Saturday, November 22, 2008

"IT'S DEJA VU ALL OVER AGAIN"

It appears that Citigroup is now in talks with the federal government. With Citigroup shares selling at $3.87 (from a high of $35.29) the company is looking for a way to stabilize it's position in a turbulent market.

Problems abound because Citigroup has already taken a bite at the bailout apple, securing $25 billion from the feds in October. And let's not forget the $7.5 billion injection (payable at 11%) from the Abu Dhabi Investment Authority (a Sovereign Wealth Fund) that was made last year.

I'm picking up on this story because not only is Citigroup scrambling for solutions this weekend, but I want to point out that this isn't the first time Citigroup has found itself in such dire straits with other financial institutions.

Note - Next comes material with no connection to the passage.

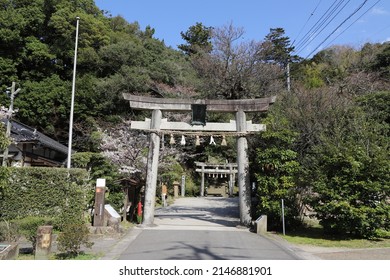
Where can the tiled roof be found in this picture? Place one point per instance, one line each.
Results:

As I pointed out in an earlier post, what was then called Citibank found itself in a terrible mess in 1982 when it - along with 9 other U.S. banks - was over exposed to developing countries around the world.

How exposed, you ask?

By 1982 America's 9 largest banks had loaned out more than 350% of total capital on hand (capital is essentially what you have left after you pay off all your debts). Citibank was one of those banks. When one of their clients (Mexico) said, "We're broke and can't pay you" Citibank had a decision to make. They could act like a free market player, and take their lumps for making terrible investment decisions, or they could go to the federal government and ask for help. They went for help. The "free market" oriented Reagan administration obliged.

As I write these words Citigroup is in talks with the federal government, trying to figure out how to save itself. I could be wrong, but I doubt they'll get the Detroit Treatment. Citigroup is simply "too big to fail."

As Yogi Berra might say, "It's Deja Vu all over again."